Learning to Detect Baked Goods with Limited Supervision

Monitoring leftover products provides valuable insights that can be used to optimize future production. This is especially important for German bakeries because freshly baked goods have a very short shelf life. Automating this process can reduce labor costs, improve accuracy, and streamline operations. We propose automating this process using an object detection model to identify baked goods from images. However, the large diversity of German baked goods makes fully supervised training prohibitively expensive and limits scalability. Although open-vocabulary detectors (e.g., OWLv2, Grounding DINO) offer lexibility, we demonstrate that they are insufficient for our task. While motivated by bakeries, our work addresses the broader challenges of deploying computer vision in industries, where tasks are specialized and annotated datasets are scarce. We compile dataset splits with varying supervision levels, covering 19 classes of baked goods. We propose two training workflows to train an object detection model with limited supervision. First, we combine OWLv2 and Grounding DINO localization with image-level supervision to train the model in a weakly supervised manner.

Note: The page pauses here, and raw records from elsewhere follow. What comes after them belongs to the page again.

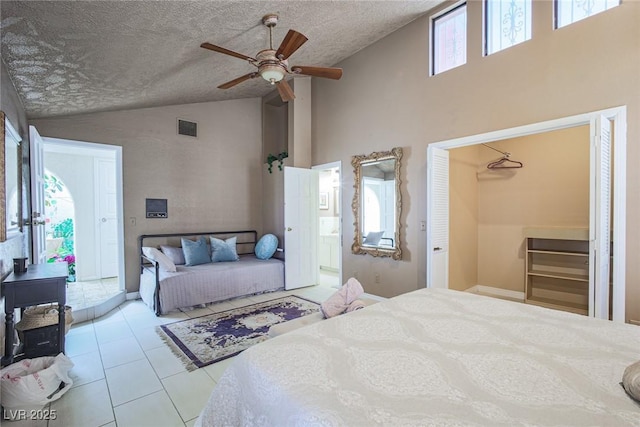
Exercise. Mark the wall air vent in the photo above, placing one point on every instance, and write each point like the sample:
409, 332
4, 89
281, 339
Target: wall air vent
187, 128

Second, we improve viewpoint robustness by fine-tuning on video frames annotated using Segment Anything 2 as a pseudo-label propagation model. Using these workflows, we train YOLOv11 for our detection task due to its favorable speed accuracy tradeoff. Relying solely on image-level supervision, the model achieves a mean Average Precision (mAP) of 0.91. Finetuning with pseudo-labels raises model performance by 19.3% under non-ideal deployment conditions. Combining these workflows trains a model that surpasses our fully-supervised baseline model under non-ideal deployment conditions, despite relying only on image-level supervision.

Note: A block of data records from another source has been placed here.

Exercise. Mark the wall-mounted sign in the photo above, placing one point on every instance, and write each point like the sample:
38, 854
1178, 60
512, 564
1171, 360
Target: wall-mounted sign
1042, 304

翻译：监控剩余产品能为优化未来生产提供宝贵洞见。这对德国烘焙业尤为重要，因为新鲜烘焙食品的保质期极短。自动化此流程可降低劳动力成本、提升准确性并简化运营。我们提出使用目标检测模型从图像中识别烘焙食品以实现自动化。然而，德国烘焙食品种类繁多，使得全监督训练成本过高且可扩展性受限。尽管开放词汇检测器（如OWLv2、Grounding DINO）提供了灵活性，但我们证明其不足以胜任本任务。本研究虽以烘焙业为出发点，但旨在解决计算机视觉在专业化任务且标注数据稀缺的工业领域部署时所面临的更广泛挑战。我们构建了具有不同监督级别的数据集划分，涵盖19类烘焙食品。我们提出两种训练流程，以有限监督训练目标检测模型。首先，我们结合OWLv2与Grounding DINO的定位能力及图像级监督，以弱监督方式训练模型。其次，通过使用Segment Anything 2作为伪标签传播模型对视频帧进行标注并微调，以提升视角鲁棒性。基于这些流程，我们选用YOLOv11进行检测任务训练，因其在速度与精度间具有良好平衡。仅依赖图像级监督时，模型平均精度均值（mAP）达0.91。在非理想部署条件下，通过伪标签微调使模型性能提升19.3%。结合两种流程训练的模型，在仅使用图像级监督的情况下，于非理想部署条件下性能超越了全监督基线模型。